One initiative that has structured the Community of Scholars has been the formation of informal weekly virtual meetings in the evening. The virtual meetings, termed “I Hope you Zoom” are an opportunity for students to gather, get to know each other, and develop relationships between on-campus and online groups. As this program of engagement has continued to evolve, students have taken over leadership roles in creating and facilitating weekly sessions. Dr. Snethen also sets up times to listen to students share insights, concerns, and questions regarding the PhD program. From these virtual meetings, multiple groups have been formed to collaborate on scholarly projects and presentations and form supportive friendships.
One of the most exciting elements of the Community of Scholars development is the evolution of the poster symposiums. Each semester, poster symposiums allow students to present their research and scholarship. Previously it was a challenge to get students to consider participating, now the symposiums are well attended, with students planning projects they will present throughout the year. The poster symposiums have become an opportunity for the students to shine as they demonstrate the academic strengths they have gained during the program.
Building relationships and community within the program, especially between doctoral students, isn’t always easy and generally a new process for most students. Students enter the program from different clinical backgrounds, experience levels, and lifestyles. UWM welcomes students from all over the world, and often, international students find our program engagement imperative to their transition to a new country.
Raghad Thaer Tawalbeh, PhD in Nursing student started at UWM in fall 2020 and isn’t one to sit still. She loves adventure and has taken advantage of her time at UWM. From day trips to more extended trips, she and her husband are finding ways to fill their time outside of the classroom. Raghad has captured her travels through her Instagram account and is sharing them with incoming students. She said, “The idea of sharing what I learned about Wisconsin and UWM came from my experiences as an international student. Many students starting the program were also international and didn’t have as many families and friends nearby.

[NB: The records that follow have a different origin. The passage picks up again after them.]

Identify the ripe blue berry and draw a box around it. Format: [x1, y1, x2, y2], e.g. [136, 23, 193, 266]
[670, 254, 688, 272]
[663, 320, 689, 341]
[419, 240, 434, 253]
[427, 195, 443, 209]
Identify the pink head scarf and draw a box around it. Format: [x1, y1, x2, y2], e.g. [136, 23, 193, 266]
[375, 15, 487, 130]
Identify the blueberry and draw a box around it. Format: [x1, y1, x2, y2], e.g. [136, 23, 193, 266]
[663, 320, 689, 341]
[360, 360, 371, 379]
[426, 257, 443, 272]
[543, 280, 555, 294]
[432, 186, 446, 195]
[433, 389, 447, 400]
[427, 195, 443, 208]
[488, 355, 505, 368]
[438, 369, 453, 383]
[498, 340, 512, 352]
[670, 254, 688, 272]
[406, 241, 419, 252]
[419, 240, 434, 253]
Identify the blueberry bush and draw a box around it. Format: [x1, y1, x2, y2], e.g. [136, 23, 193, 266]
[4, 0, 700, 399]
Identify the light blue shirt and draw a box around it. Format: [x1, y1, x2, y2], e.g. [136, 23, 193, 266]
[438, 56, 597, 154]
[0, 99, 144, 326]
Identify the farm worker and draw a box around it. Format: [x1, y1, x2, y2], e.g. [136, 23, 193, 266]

I now share what I’ve learned through looking at maps and finding values for other students.” Raghad now offers guidance to new students in the program by sharing her adventures and what is available. She shares UWM resources such as where to rent bikes, do yoga, go swimming, bowling, etc. She also shares places she has traveled to, including the Wisconsin Capital, famous custard stands, museums, and parks all around the area – including details on which days students get a free or reduced admission for many of these various Milwaukee activities.
What once started as a weekly gathering to connect students has evolved into a community that welcomes new students, provides mentorship, encourages connections, and keeps each other engaged in their journey to earning a PhD in Nursing. Snethen recently published an editorial in Nursing Outlook, “Sharing the value: The PhD degree in nursing,” which depicts not only the importance of the PhD in Nursing but also how UWM is leading the way in bringing students together to experience rich discussions on research and theory. UWM gives future scientists, nurse educators and academics opportunities to advance their learning experiences by building on the program’s foundation and sharing deeper learning opportunities, which ultimately prepares them for the real world beyond the classroom.